In the year of the 50th anniversary of the partial decriminalisation of homosexuality in England and Wales, the festival presents a powerful LGBT line-up.


Two of the defining themes of our times are explored by filmmakers who are committed to telling powerful and complex stories about borders – both real and psychological.


Following the BFI’s landmark season celebrating the range, versatility and power of black actors in film, recent world events give new urgency to questions of opportunity and basic human rights.


Cinema remains one of the most exhilaratingly kinetic and visually potent storytelling forms, and many filmmakers this year impress with the singularity and power of their vision, with keen imagination and dazzling style.


It’s a very strong year for global thrill-seekers at the festival, with a particularly strong showing from east Asia, which comes as the BFI embarks on the UK-wide season BFI Thriller, exploring how the genre reflects societal upheavals, fears and anxieties.
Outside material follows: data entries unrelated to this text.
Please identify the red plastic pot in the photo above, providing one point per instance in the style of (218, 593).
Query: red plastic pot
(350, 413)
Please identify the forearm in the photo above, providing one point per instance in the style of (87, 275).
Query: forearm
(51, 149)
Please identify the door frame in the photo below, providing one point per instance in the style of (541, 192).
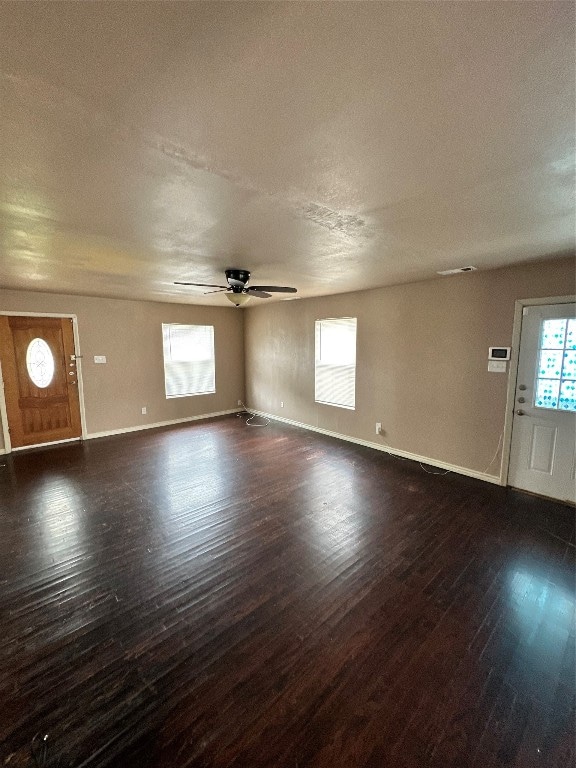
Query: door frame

The festival continues to shine a light on strong women behind and in front of the camera. At this year’s festival, 61 women directors are represented in the feature film selection – approximately 25 per cent of the programme.


Both feature with marked prominence in this year’s festival programme, though the film industry still has a long way to go in terms of representation for disabled people. The festival’s industry programme will include a partnership event on equality of opportunity and expression for deaf and disabled people working in film and television.